Hormonal intrauterine devices may reduce endometrial proliferation and menstrual volume, and in some patients lead to amenorrhea. Copper intrauterine devices provide a hormone-free long-duration option with broad candidacy when contraindications are absent. Subdermal implants provide prolonged progestin-mediated suppression effects and high reliability.

Although uncommon, complications can be serious and require early recognition: ectopic pregnancy risk when method failure occurs, device expulsion or misplacement, uterine perforation during/after placement, and infection-related sequelae. Nursing follow-up and symptom teaching are central to safe long-term use.

Classification

  • Hormonal intrauterine devices: Levonorgestrel-releasing devices with multi-year duration.
  • Nonhormonal intrauterine device: Copper IUD option with long duration and no estrogen/progestin exposure.
  • Subdermal implant: Progestin-containing upper-arm implant for extended contraception.
  • Complication domains: Pregnancy failure, expulsion/malposition, perforation, and infection/PID-related risk.

Nursing Assessment

NCLEX Focus

Prioritize candidacy assessment, informed consent, and post-placement complication surveillance education.
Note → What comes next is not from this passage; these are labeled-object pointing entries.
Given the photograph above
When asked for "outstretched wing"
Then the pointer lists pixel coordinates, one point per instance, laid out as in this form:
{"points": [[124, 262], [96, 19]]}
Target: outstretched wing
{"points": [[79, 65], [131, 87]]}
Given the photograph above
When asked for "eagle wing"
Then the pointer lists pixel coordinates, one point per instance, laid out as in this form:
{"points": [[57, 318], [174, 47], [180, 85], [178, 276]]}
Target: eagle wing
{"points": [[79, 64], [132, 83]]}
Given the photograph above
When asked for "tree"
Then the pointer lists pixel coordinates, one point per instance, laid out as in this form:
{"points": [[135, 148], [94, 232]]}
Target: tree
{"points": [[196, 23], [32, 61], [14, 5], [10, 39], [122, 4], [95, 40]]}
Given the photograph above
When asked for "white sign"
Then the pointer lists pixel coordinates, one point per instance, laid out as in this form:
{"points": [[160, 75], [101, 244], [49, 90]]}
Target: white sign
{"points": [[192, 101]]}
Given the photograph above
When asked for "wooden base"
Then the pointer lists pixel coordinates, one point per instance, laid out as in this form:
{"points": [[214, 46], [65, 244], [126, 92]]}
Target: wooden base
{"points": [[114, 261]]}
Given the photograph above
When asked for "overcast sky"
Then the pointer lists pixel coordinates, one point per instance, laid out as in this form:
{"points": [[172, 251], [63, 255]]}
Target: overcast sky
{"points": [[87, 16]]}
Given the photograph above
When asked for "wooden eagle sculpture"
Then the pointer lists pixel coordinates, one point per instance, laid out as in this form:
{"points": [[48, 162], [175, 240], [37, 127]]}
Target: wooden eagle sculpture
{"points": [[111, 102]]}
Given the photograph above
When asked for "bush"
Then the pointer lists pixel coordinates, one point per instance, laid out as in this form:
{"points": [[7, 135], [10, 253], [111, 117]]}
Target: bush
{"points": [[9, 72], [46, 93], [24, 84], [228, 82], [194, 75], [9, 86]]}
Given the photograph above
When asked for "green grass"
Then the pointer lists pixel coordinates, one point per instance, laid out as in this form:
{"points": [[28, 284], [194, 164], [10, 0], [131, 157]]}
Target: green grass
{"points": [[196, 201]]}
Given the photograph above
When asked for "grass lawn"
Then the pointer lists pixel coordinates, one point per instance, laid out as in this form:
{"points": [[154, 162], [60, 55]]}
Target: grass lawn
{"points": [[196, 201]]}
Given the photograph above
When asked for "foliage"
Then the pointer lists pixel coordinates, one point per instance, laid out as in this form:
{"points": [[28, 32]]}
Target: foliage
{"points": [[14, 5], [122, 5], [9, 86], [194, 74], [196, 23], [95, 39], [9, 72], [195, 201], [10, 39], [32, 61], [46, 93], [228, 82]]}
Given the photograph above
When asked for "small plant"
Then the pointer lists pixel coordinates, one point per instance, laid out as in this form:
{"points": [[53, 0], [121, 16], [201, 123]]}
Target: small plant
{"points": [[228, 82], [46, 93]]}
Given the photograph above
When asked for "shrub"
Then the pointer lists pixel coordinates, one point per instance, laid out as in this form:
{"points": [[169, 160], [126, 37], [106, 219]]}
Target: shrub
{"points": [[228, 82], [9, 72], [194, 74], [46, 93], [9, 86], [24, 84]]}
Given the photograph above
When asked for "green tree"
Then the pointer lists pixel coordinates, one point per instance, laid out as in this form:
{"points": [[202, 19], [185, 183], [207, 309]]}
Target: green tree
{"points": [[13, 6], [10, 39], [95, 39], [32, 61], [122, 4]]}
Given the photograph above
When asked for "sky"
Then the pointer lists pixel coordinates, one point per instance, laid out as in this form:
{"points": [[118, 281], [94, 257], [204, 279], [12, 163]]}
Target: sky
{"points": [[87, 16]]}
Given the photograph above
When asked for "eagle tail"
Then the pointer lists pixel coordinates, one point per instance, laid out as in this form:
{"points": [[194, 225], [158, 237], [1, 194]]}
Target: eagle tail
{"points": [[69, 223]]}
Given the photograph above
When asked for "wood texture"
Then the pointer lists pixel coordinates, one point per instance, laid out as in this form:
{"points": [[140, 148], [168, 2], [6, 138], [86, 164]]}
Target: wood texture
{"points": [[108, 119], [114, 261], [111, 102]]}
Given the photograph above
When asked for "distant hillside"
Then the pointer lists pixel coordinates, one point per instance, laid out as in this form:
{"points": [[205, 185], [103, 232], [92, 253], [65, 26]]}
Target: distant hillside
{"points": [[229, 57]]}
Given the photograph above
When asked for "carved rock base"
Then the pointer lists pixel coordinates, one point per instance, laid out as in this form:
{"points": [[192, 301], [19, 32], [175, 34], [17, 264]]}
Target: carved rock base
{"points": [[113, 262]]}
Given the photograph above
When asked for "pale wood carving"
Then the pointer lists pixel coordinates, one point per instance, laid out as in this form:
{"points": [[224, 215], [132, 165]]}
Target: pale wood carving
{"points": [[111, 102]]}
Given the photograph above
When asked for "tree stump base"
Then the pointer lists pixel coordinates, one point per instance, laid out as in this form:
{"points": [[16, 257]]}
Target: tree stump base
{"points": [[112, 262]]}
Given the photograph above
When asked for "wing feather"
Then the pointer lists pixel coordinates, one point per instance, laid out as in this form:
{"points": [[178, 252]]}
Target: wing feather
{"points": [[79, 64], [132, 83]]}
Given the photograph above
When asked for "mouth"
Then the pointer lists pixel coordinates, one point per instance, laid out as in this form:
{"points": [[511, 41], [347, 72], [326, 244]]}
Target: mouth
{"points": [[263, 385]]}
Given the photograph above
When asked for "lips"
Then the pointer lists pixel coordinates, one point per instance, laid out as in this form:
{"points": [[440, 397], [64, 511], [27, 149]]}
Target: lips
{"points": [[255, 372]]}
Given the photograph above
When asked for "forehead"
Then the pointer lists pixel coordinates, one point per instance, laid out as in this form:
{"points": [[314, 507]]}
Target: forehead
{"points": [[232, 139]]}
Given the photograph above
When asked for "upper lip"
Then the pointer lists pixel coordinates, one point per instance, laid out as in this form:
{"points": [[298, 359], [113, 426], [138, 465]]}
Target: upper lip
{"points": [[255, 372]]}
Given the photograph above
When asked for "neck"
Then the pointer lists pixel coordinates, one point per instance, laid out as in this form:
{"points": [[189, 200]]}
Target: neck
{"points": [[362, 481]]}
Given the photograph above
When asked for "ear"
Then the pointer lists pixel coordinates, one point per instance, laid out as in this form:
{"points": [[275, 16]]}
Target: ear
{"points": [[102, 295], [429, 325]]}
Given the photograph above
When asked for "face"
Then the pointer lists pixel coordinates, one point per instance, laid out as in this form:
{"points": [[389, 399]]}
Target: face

  • Assess pregnancy status and contraindications before placement.
  • Evaluate need for nonhormonal versus hormonal contraception based on risk profile and preferences.
  • Assess readiness for long-duration contraception and understanding of STI nonprotection.
  • Establish baseline bleeding pattern and expectations for post-placement bleeding changes.
  • Screen ability to perform monthly placement checks (strings for IUD/IUC, palpation for implant).

Nursing Interventions

  • Provide balanced counseling on efficacy, duration, reversibility, and expected side effects.
  • Teach self-check routines and backup-contraception use if placement is uncertain.
  • Educate on urgent warning symptoms (for example PAINS-style red flags after IUC placement).
  • Reinforce immediate reporting of suspected pregnancy, severe pain, heavy bleeding, fever, or missing strings/implant.
  • Support informed, person-centered choice including adolescent and high-risk populations that may benefit from adherence-independent methods.

Hidden-Complication Delay

Delayed response to missing strings, severe pain, or pregnancy symptoms with LARC in place can allow ectopic pregnancy or perforation complications to progress.

Pharmacology

Drug ClassExamplesKey Nursing Considerations
levonorgestrel-intrauterine-systemMirena, Liletta, Kyleena, Skyla contextsMay reduce heavy bleeding/cramping; counsel on irregular bleeding and device-check routines.
etonogestrel-implantNexplanon contextHigh efficacy with prolonged duration; teach monthly palpation and insertion-site symptom monitoring.

Clinical Judgment Application

Clinical Scenario

A patient with a hormonal IUD reports new severe unilateral pelvic pain, light bleeding after prior amenorrhea, and inability to feel strings.

Recognize Cues: Possible malposition, expulsion, or pregnancy complication with device in place. Analyze Cues: Symptoms raise concern for ectopic pregnancy or perforation-related complication. Prioritize Hypotheses: Immediate priority is emergent evaluation rather than routine follow-up. Generate Solutions: Advise urgent assessment, pregnancy testing, and imaging/device-location confirmation. Take Action: Escalate promptly and advise backup contraception until status is clarified. Evaluate Outcomes: Complication is identified early, managed safely, and contraceptive plan is updated.

Self-Check

  1. Why are LARCs more effective in typical use than daily or weekly user-dependent methods?
  2. Which post-placement findings require immediate emergency evaluation?
  3. How should STI-prevention counseling be integrated for patients choosing LARC?